Chaque détail de la robe a son importance. Le noir exprime la gravité et la rigueur ; le blanc du rabat incarne la vérité et la clarté ; l’épitoge, tombant sur l’épaule gauche, rappelle la charge qui pèse sur celui qui défend. Les gants blancs, portés lors de la prestation de serment, symbolisent la pureté des intentions. Même la manière de la revêtir traduit un respect : le geste est précis, presque rituel.
Les matières et les coupes ont évolué. Autrefois en laine épaisse, la robe est aujourd’hui souvent taillée dans des tissus plus légers : laine froide, microfibre, satin ou serge. Certains avocats choisissent une confection sur mesure pour un meilleur confort et un tombé impeccable. Le soin apporté à la robe, son entretien, son pli, la manière de la ranger dans son étui, font partie intégrante du respect du métier. Beaucoup d’avocats conservent leur première robe toute leur vie, comme on garde un témoin du serment prêté devant la Cour d’appel.
La robe française est aussi un langage visuel : elle dit ce que l’avocat est censé incarner. À travers elle, le justiciable identifie immédiatement celui ou celle qui parle pour lui.

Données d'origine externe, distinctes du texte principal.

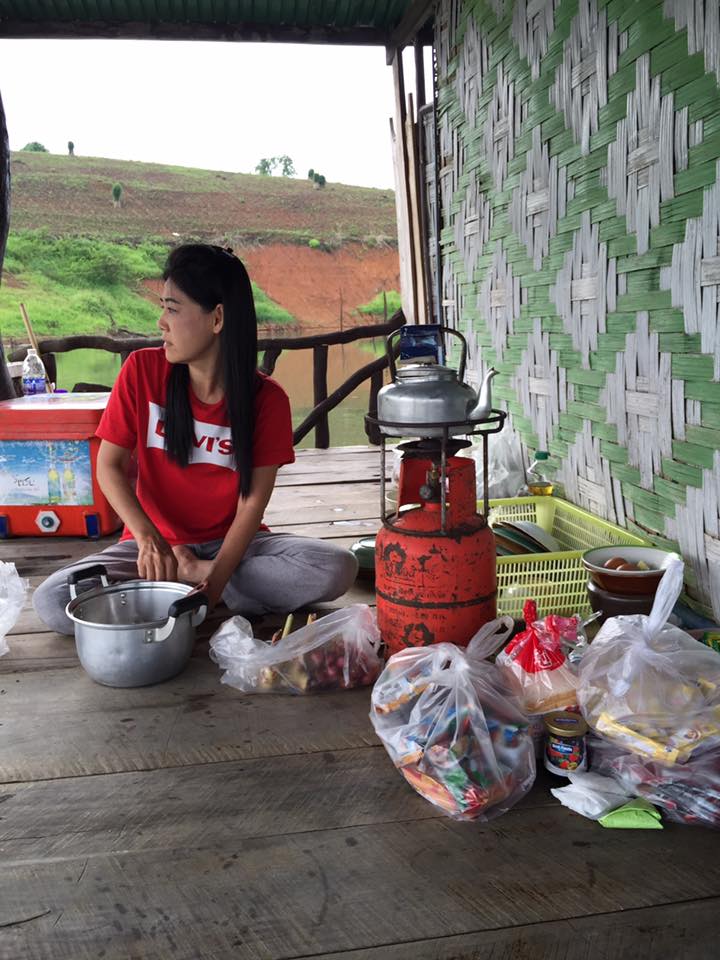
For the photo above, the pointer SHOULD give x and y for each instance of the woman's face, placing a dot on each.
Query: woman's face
(190, 334)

Dans un monde où les apparences dominent, cette uniformité rappelle que le droit repose sur la raison, non sur le paraître. Le port de la robe protège le client autant qu’il honore le tribunal. Il transforme un débat entre individus en un acte de justice.
Les usages, toutefois, varient selon les barreaux. À Paris, l’épitoge reste traditionnellement noire ; dans les provinces, elle est souvent bordée d’hermine. Les docteurs en droit, héritiers des anciens professeurs, peuvent orner leur épitoge de trois rangs de fourrure. Ces distinctions relèvent de la tradition et ne visent pas à introduire de hiérarchie : elles perpétuent simplement la mémoire du lien ancien entre université et barreau.
Aujourd’hui, la robe continue d’évoluer. Les débats récents sur le port de signes distinctifs, la féminisation de la profession ou l’adaptation aux nouvelles pratiques d’audience témoignent d’une réflexion continue sur le sens de ce costume. Loin d’être un vestige du passé, la robe demeure un repère dans un monde juridique en mutation. Certains fabricants expérimentent désormais des matières écologiques ou recyclées ; d’autres adaptent les coupes pour un confort accru, notamment pour les femmes avocates, longtemps contraintes à des modèles masculins.
La robe, en définitive, résume à elle seule l’esprit du serment prêté par tout avocat : dignité, conscience, indépendance, probité et humanité. Elle n’est ni un ornement ni un symbole d’autorité, mais un rappel constant de la mission confiée à celui qui la porte : défendre, conseiller, protéger, parfois même contre la majorité ou la puissance publique. Lorsqu’un avocat revêt sa robe, il ne se pare pas d’un privilège : il endosse une responsabilité.
Le respect de la robe, de son port et de sa symbolique, demeure l’un des fondements de la profession. Elle relie les générations d’avocats, des premiers défenseurs du Parlement de Paris aux jeunes diplômés qui prêtent aujourd’hui serment. À travers elle se perpétue une idée simple et exigeante : celle d’une justice humaine, indépendante et égale pour tous.